Her death instigated mass protests across the globe, and gave fuel to the ‘Women. Life. Freedom’ movement. Hamedi was arrested shortly after her X post, and held in solitary confinement in Iran’s Evin prison. Earlier this year, she was finally released from prison on bail.
3. Alexandra Zayas
In October, 2012, Tampa Bay Times investigative journalist Alexandra Zayas published a series of articles exposing the child abuse occurring within unlicensed religious group-homes in Flordia. Zayas revealed that children were being beaten and locked in tiny rooms, “shackled, beaten, hurt so badly they nearly died.”
“Children have been bruised, bloodied and choked to unconsciousness in the name of Christian discipline,” she wrote in her breaking story on October 27, 2012.
Her reporting and subsequent coverage led to a state-wide search for illegal children’s homes and tracking of abuse complaints against exempted religious facilities.
4. Megan Twohey
Before she was a journalist at the NYTimes, Twohey worked for Reuters. In late 2013, she published a piece titled, “Americans use the Internet to abandon children adopted from overseas,” which exposed an underground internet marketplace where parents could sidestep social welfare regulations and sell off children they had adopted overseas but no longer wanted.
She uncovered a number of children who were ‘handed off’ to new couples with no lawyers or child welfare officials present. The impact of Twohey’s investigation was profound. In Congress, a bipartisan group of lawmakers called for hearings to “identify ways to prevent these dangerous practices.” Florida and Wisconsin also introduced legislation to punish parents who re-home their adopted children.
5. Carol Marbin Miller and Audra D.S. Burch
In August 2015, 17-year-old Elord Revolte was killed by a gang of teenagers inside the Miami-Dade Regional Juvenile Detention Center.
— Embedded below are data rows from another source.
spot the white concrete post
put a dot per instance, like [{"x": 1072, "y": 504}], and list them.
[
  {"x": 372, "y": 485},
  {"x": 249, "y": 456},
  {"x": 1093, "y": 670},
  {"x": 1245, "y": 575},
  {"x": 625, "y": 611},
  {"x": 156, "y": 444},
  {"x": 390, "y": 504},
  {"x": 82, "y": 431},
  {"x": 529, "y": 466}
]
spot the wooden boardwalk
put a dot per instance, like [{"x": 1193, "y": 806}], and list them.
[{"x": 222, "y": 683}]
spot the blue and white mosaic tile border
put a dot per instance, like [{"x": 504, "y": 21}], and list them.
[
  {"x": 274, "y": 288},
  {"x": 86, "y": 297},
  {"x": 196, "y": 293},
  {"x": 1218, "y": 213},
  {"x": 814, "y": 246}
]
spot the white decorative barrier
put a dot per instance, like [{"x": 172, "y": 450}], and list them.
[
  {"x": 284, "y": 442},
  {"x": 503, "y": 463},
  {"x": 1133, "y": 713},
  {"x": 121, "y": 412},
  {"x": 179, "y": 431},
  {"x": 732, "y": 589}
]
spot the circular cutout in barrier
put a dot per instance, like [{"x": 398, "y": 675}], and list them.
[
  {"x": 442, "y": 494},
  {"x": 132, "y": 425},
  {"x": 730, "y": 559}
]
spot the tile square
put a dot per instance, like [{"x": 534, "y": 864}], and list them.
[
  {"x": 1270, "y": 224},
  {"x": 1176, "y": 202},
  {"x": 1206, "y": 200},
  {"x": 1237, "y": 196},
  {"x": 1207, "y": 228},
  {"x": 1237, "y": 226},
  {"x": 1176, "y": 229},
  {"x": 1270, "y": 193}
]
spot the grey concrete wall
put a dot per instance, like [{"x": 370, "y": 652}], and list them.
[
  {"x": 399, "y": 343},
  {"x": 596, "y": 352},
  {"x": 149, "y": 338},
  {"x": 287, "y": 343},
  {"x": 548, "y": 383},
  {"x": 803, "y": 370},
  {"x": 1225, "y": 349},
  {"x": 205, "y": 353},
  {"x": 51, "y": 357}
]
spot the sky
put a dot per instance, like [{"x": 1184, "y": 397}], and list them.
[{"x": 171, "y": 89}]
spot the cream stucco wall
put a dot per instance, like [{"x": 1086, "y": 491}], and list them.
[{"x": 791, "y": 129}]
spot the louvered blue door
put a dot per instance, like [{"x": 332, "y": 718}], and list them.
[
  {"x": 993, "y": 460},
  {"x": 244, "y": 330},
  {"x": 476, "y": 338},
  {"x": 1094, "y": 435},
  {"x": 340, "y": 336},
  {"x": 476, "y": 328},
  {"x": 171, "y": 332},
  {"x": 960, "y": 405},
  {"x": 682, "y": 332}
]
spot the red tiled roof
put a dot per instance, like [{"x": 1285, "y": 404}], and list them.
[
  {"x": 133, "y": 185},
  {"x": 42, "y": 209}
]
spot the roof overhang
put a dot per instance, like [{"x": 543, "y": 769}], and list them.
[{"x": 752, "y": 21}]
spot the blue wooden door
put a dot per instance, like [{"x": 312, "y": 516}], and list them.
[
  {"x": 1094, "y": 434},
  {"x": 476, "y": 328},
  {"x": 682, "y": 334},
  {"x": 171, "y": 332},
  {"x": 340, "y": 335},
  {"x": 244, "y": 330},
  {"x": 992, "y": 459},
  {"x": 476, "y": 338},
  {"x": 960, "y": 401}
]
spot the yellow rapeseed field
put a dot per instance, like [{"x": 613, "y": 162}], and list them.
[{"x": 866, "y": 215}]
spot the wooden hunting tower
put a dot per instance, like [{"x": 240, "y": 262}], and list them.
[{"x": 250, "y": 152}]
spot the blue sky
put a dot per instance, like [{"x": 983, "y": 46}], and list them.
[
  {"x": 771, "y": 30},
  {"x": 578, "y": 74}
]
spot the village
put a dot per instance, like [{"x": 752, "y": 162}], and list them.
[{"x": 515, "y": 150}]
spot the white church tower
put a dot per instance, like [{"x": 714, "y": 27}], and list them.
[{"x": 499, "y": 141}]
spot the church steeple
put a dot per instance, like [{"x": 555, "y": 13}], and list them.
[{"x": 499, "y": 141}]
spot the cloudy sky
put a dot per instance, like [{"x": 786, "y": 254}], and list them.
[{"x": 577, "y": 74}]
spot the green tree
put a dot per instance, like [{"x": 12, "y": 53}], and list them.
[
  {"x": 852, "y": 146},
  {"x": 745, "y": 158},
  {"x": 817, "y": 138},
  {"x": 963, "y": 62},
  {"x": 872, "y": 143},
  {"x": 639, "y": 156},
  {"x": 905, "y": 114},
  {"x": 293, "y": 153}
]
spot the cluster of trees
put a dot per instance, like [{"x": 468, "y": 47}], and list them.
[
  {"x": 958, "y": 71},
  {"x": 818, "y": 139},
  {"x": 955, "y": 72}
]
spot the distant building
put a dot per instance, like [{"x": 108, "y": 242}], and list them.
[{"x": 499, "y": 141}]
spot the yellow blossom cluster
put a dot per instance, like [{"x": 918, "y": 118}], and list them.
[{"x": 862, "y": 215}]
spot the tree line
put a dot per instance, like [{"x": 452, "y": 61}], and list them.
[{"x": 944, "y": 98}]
Nobody was charged for his murder. Later, juvenile detainees would allege that a staff member at the Center had started the fight.
In Miller and Burch’s multimedia investigative series for Miami Herald, staffers at the centre were revealed to be poorly qualified and harbouring criminal backgrounds. They frequently incited violence and organised bets on fights between the young detainees. The journalists’ investigation led to state-wide legislative reform.